You are able to set the source port in the customers application?
Are you sure you've understood the difference between the source and destination ports? Neither of those are the translated nat port.
Look at my test rule. The source port is 'any' because my browser/OS chooses a port at random, I have no way of knowing what it will be.

Steve

mehmetyayla

Steve,
That's right.
We're using diffrent software our local network. For this reason, this software will be select . it should not random port.

stephenw10

Ok, well even if you can set the source port setting the rule to 'any' will still catch the traffic as long as the destination port is correct, 1251 in your example.

Have you tested it?

Steve

timthetortoise

mehmetyayia, assuming that what you're trying to achieve is outgoing port 1251 to be translated to outgoing port 25, Steve is correct - set your source port to any, and the destination port to 1251. The source port is 99% of the time an ephemeral port on the client accessing the service (in this case, your specialized machine). You can confirm this on the machine by running 'netstat -an | grep :1251' in *nix or 'netstat -an | find ":1251"' in Windows. If it's in the second IP address column, that is the destination port. If it's in the first, it is indeed the source port. My bet is it's in the destination.

mehmetyayla

thank you all,

I did your said appropriate. Final rule is atached.

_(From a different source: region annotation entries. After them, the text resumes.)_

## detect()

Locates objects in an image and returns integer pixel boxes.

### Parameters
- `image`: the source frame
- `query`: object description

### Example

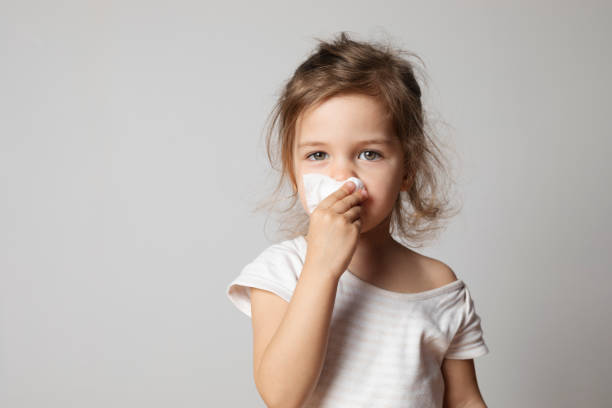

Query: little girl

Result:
[227,33,489,408]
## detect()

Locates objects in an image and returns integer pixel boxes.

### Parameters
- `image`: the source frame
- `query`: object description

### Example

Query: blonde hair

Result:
[255,32,458,247]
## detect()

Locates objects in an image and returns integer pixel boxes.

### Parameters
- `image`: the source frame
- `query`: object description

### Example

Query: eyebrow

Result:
[298,139,392,149]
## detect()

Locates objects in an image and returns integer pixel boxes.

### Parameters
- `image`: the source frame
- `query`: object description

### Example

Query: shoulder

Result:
[427,257,457,287]
[253,239,302,264]
[402,250,458,288]
[243,240,304,279]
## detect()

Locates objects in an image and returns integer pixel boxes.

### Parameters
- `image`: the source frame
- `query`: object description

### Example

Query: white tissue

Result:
[302,173,364,213]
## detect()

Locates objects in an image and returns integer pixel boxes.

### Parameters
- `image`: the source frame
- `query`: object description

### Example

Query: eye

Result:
[361,150,382,161]
[306,152,325,161]
[306,150,382,161]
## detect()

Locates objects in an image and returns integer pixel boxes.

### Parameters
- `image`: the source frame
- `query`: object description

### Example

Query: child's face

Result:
[293,94,404,233]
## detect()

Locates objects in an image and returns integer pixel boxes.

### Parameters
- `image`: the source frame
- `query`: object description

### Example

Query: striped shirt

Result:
[226,236,489,408]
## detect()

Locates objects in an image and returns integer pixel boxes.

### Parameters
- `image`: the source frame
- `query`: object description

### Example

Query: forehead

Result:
[296,94,390,142]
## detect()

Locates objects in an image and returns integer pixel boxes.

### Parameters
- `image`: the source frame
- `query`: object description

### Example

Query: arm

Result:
[251,263,338,407]
[442,359,487,408]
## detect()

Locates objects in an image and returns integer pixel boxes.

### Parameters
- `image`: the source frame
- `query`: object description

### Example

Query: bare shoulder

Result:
[408,249,457,288]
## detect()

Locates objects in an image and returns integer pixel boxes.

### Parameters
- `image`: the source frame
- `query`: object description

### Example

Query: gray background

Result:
[0,0,612,408]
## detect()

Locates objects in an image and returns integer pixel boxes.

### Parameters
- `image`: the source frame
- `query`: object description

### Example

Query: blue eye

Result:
[361,150,382,161]
[306,150,382,161]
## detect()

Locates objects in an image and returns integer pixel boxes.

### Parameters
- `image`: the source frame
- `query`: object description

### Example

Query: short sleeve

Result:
[226,244,303,317]
[444,287,489,360]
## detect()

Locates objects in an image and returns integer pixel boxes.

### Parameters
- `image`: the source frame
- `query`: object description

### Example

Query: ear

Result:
[400,174,412,191]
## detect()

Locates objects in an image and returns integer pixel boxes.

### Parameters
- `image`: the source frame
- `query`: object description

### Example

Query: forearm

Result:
[458,400,488,408]
[256,264,338,408]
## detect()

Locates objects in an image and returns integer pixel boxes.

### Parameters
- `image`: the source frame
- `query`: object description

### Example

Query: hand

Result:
[305,181,367,279]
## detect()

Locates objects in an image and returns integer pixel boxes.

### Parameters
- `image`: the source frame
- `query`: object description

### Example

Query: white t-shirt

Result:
[226,236,489,408]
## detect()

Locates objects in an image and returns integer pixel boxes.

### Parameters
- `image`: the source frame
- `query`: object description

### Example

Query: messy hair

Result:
[255,32,458,247]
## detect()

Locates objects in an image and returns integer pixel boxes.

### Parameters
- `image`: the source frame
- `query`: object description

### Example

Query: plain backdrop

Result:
[0,0,612,408]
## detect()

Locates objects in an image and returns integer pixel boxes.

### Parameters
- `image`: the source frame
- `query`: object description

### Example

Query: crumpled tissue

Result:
[302,173,364,214]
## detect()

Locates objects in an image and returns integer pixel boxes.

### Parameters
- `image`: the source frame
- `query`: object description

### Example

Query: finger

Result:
[343,205,362,222]
[318,181,357,208]
[332,190,365,214]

I didn't tried yet. Because I'm away from our office.

I'll give your information.

pfrule.png_thumb

stephenw10

The source address must be 'LAN net' not 'LAN address'. Sorry I missed that before.

Steve

mehmetyayla

Steve,
There are only lan subnet and lan address in the source adress . I'm using LAN subnet.
is it?

stephenw10

Yes 'LAN subnet'. It's displayed as 'LAN net' in the rule table. Confusing. ;)

Steve

mehmetyayla

Steve,
really thank you for everything. I'll try today and than I'll back to you.

phil.davis

@stephenw10:

Yes 'LAN subnet'. It's displayed as 'LAN net' in the rule table. Confusing. ;)

There have been enough queries about this inconsistency, I bit the bullet and submitted a pull request to make it all say "LAN net", "WAN net" rather than using "subnet" in some places:
https://github.com/pfsense/pfsense/pull/902
Took only a few minutes to make the changes, we will all save more time than that in answering queries.